Blvckjep (Giuseppe Pirolo, 1998) è un artista italiano la cui ricerca pittorica indaga il tempo e lo spazio come condizioni attive della percezione. Il suo lavoro si sviluppa attraverso una progressiva riduzione formale, in cui elementi essenziali — linea, colore, intervallo — diventano strumenti per costruire ritmo, tensione e relazione, oltre ogni dimensione rappresentativa.

Il tempo non viene narrato, ma incorporato: emerge nelle variazioni minime, nelle ripetizioni mai identiche, negli scarti tra pieni e vuoti. Il colore non satura la superficie, ma la attraversa, mentre la linea assume una funzione dinamica e strutturale, capace di misurare lo spazio e attivarne le tensioni.

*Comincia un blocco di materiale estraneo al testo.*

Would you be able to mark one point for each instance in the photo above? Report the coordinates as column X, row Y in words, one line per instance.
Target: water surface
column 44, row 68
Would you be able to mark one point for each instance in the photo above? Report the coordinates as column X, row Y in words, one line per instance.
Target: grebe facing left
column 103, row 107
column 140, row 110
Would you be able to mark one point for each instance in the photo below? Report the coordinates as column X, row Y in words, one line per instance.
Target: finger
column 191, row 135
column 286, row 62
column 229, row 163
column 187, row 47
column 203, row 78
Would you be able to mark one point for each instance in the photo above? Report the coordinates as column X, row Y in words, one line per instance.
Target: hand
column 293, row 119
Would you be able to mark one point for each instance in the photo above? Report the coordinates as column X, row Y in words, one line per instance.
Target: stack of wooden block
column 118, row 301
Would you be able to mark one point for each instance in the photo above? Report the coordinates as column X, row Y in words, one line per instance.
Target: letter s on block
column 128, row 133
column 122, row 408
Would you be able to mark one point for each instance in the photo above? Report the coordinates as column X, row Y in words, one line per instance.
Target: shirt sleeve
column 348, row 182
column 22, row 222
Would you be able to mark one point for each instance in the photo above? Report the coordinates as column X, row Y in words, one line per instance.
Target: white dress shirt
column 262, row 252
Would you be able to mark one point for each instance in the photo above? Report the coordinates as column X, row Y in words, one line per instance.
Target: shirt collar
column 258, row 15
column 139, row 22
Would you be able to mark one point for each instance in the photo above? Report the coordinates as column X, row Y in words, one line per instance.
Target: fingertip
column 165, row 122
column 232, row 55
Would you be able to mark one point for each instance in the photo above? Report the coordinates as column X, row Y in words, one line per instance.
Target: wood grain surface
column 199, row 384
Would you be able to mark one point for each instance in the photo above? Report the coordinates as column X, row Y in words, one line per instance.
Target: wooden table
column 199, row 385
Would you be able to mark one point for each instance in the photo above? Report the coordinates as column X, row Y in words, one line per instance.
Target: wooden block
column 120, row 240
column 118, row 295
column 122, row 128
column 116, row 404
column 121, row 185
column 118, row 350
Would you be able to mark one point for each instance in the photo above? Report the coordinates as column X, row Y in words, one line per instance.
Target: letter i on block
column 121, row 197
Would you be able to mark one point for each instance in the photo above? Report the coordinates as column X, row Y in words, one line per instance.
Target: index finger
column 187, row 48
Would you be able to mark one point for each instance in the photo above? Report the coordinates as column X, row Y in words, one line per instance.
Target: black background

Lo spazio, è elemento attivo dell’opera.
La pittura si estende oltre la superficie, ridefinendo l’architettura e instaurando un dialogo diretto con pareti, angoli e volumi. In questo modo, il lavoro assume una dimensione installativa, in cui ritmo e percezione si sviluppano nel tempo dell’esperienza.

La pratica di Blvckjep si presenta come un sistema aperto e in divenire, in cui l’opera non è un’immagine conclusa, ma una struttura temporale e percettiva da attraversare. Il gesto, ridotto alla sua forma necessaria, lascia spazio a una visione che si costruisce lentamente, nella relazione tra presenza e assenza, continuità e interruzione.